In simple terms, Dracula poses a challenge to reason and science in multiple fronts (Helsabeck and Hinkleman, 3). “He is a supernatural being with magical powers, represents old powers and old ways, and survives attempts on his life with every scientific and technological means available” (Helsabeck and Hinkleman, 3). This is a further depiction of the people’s blind devotion to modernity and their failure to realize that it cannot explain everything or even counter everything. In fact, as Helsabeck and Hinkleman put it, it is only after the protagonists in the novel result to primitive technologies that they are able to defeat Count Dracula.
Dracula is a brilliant piece of literature authored in the late 19th Century that exhibits the clash between science/modernity vs. superstition and traditional beliefs. The main protagonist in the novel, Count Dracula is hunted by the protagonists who because of their blind obsession and devotion to science and modernity are unable to think subjectively and are therefore not able to come up with effective strategies for capturing the vampiric Dracula. The embracement of modernity and technology and the abandonment of superstitions and old beliefs enables the Count to thrive in Victorian London.

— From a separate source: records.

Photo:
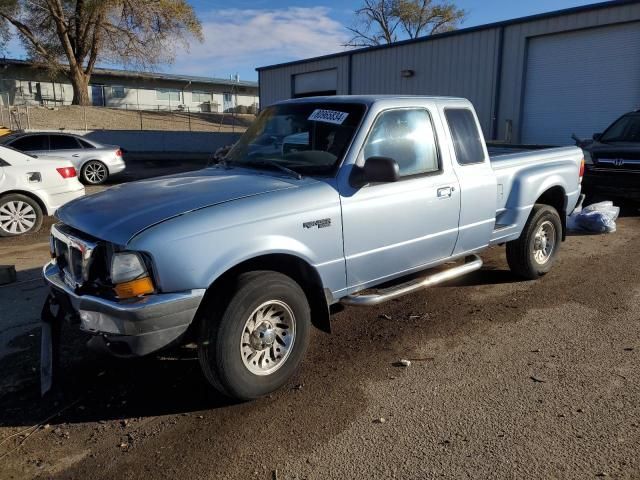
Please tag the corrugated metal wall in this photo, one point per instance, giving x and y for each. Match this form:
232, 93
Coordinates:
462, 66
276, 84
466, 64
516, 40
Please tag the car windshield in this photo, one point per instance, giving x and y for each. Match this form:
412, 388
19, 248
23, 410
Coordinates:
625, 129
305, 138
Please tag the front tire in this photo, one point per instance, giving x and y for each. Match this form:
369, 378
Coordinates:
533, 254
94, 172
258, 341
19, 214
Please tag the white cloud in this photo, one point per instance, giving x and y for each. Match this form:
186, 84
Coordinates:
240, 40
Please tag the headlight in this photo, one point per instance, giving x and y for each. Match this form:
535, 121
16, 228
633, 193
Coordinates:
129, 275
587, 157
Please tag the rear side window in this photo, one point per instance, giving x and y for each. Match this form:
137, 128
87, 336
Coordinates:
84, 143
30, 143
62, 142
407, 136
465, 135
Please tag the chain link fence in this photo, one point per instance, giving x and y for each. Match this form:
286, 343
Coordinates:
79, 118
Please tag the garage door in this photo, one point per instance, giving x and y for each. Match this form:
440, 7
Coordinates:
580, 82
323, 82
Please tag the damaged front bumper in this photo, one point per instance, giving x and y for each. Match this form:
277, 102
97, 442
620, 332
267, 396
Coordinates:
128, 328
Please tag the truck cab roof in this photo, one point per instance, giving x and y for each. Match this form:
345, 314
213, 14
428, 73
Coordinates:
371, 99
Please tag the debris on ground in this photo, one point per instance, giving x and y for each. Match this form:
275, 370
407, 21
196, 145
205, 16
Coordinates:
596, 218
7, 274
403, 363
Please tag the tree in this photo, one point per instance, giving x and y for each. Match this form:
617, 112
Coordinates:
387, 21
70, 36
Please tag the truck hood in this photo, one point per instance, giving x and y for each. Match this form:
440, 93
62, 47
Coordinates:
123, 211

In other words, the blindness of the society to modernity and science and its denial of the ‘existence of the supernatural” creates an environment that fosters the continued survival of Count Dracula and as a result, he continues to wreak havoc on the people of England.
Byron, Glennis. "Bram Stoker's Gothic and the Resources of Science." Critical Survey (2007): 48-62.
Helsabeck, Keith Hinkleman. ”Chasing After Monsters with a Butterfly Net:" The Victorian Approach to Vampires in Stoker's" Dracula". ProQuest, 2008.
Jann, Rosemary. “Saved by Science? The Mixed Messages of Stoker's Dracula” Texas Studies in Literature and Language 31 (1989): 273-287.
Johnson, Allan. "Modernity and Anxiety in Bram Stoker’s Dracula."
Saunders, Paul. "Yeats, Stoker, and “English” Modernity: Reading Dracula as a Response to the Irish Revival and the Threat of “Irrational” Violence."